悲しくて途中から俯いていたけど、一言だけでも反論したくて顔を上げた。
優しかったのに、守ってくれたのに。一時憧れてしまったのに。
正面から見た伊理也は険しい顔をしていた。
でも視線が出会ったその目は違って、悲しい目だった。
だから結局私は何も言えなかった。
どうしようもないんだ、伊理也が私を遠ざける事は。
親友の良史亜にもしたように、ただ私達を思って。
「約束、する」
「よし。じゃあな」
顔を背けた彼は厄介払いよろしくヒラヒラと手を振る。
それ以上の言葉も涙も寄せ付けない空気に追いたてられて私は病室を出た。
廊下の突き当たりにひっそりと立つ真理さんの姿が見えて、すぐにそばに来てくれた。
声を殺して真理さんは言った。
「ごめんね、ごめんね桐絵ちゃん!もう来るなって、そう言ったんでしょう?誠を許してやって。本当は私から電話しろって言われたけど私、言う通りにしなかったから」
「え?」
「理由はね、やっぱり……」
「いいの真理さん。その事ならもうわかってる。私も、良史亜もわかったって誠君に言って。真理さんこそ、嫌な思いさせてごめんなさい。巻き込んじゃって」
せっかく兄妹とわかったのに、やっと兄として受け止められるようになったのに、また兄さんとは呼べなくなってしまった。
伊理也兄さん、て初めてICUで呼べたのに。
あれが最後になってしまった。
真理さんと二人、コーヒーを買って外の中庭に出た。
「誠ね、あと少し怪我が良くなったら、今回の抗争事件の事で警察に行かなきゃならないの。桐絵ちゃんに迷惑かけたくなくて、だから言うの。それに仲間が亡くなったことも知って、今すごく落ち込んで悩んでる」
「そうなの。あの感じだと真理さんにも、きっときつく当たったんでしょう」
でも真理さんは首を振った。
「誠から桐絵ちゃんに、ちゃんと話してほしかったからね。私、誠が本当に好きなの。この先どんなことになっても誠を待ってて、そばにいるよ。誠に普通の人生を歩いてほしい。誠は寂しがりだし、私は二人で幸せになりたいの。だから絶対に、離れない。誠に何回も言ってるんだ」
「兄さん、人にも怪我させちゃったし、償うのに時間かかるよね。真理さんはそれでも待っていてくれるの?……ごめんなさい」
「謝らないでよ桐絵ちゃん。
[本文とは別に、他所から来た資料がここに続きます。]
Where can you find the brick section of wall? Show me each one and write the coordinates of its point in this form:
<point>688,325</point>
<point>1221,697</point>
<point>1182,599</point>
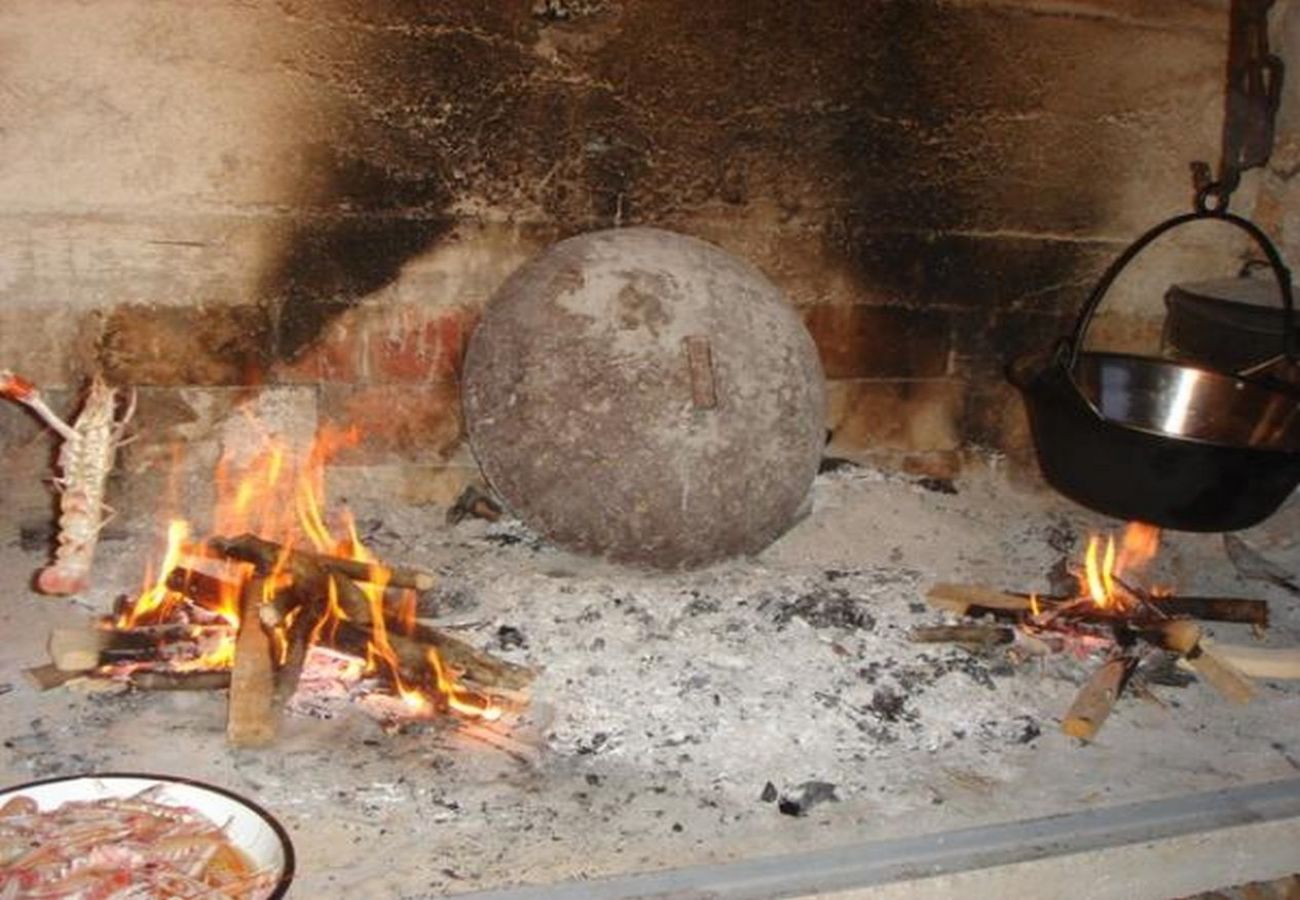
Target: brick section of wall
<point>398,423</point>
<point>879,342</point>
<point>935,186</point>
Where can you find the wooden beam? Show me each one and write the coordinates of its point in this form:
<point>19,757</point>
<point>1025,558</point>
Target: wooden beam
<point>251,718</point>
<point>1093,702</point>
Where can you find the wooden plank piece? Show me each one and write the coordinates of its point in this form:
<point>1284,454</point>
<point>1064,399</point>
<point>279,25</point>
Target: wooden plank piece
<point>1093,702</point>
<point>251,719</point>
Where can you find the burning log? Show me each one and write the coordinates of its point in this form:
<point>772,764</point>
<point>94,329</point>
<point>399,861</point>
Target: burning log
<point>1186,639</point>
<point>147,679</point>
<point>1093,702</point>
<point>412,653</point>
<point>265,554</point>
<point>48,676</point>
<point>251,719</point>
<point>203,589</point>
<point>83,649</point>
<point>975,601</point>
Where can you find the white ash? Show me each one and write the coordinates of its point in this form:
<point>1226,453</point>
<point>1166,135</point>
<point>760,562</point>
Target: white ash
<point>667,702</point>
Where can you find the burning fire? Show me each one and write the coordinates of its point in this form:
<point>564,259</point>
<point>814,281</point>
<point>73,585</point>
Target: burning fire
<point>1103,579</point>
<point>281,500</point>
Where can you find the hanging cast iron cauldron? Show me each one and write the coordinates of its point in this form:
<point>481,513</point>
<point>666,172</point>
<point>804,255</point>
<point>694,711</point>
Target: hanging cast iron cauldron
<point>1145,438</point>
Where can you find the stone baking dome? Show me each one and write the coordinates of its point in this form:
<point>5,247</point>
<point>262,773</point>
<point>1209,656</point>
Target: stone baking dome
<point>646,397</point>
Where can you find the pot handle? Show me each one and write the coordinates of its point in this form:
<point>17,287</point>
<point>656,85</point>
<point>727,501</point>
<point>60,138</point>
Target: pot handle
<point>1204,212</point>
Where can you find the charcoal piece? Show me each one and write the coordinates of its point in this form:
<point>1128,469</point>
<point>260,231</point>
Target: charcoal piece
<point>1061,536</point>
<point>888,705</point>
<point>1026,730</point>
<point>1061,580</point>
<point>597,741</point>
<point>826,609</point>
<point>937,485</point>
<point>1164,671</point>
<point>805,797</point>
<point>447,596</point>
<point>508,636</point>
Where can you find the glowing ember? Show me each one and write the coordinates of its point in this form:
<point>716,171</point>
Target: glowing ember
<point>280,500</point>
私がそうしたいの。落ち着いたら今度こそ福岡に来てほしいって、誠に言ってるの。まだ、返事はもらえてないけど」
「きっと福岡に行くと思うよ、兄さん。その時が来たら良史亜と私に知らせてね。私達も待ってるから」
「もちろんだよ、桐絵ちゃん」
今は事実を受け止めることが苦しくて悩んで、自分に向けられる愛情も労りも要らないと思っていたとしても、いつかきっと。
またいつか、あの屈託のない魅力的な魔法みたいな笑顔で伊理也が暮らせる日が来る。
真理さんの、この人の隣でならきっと。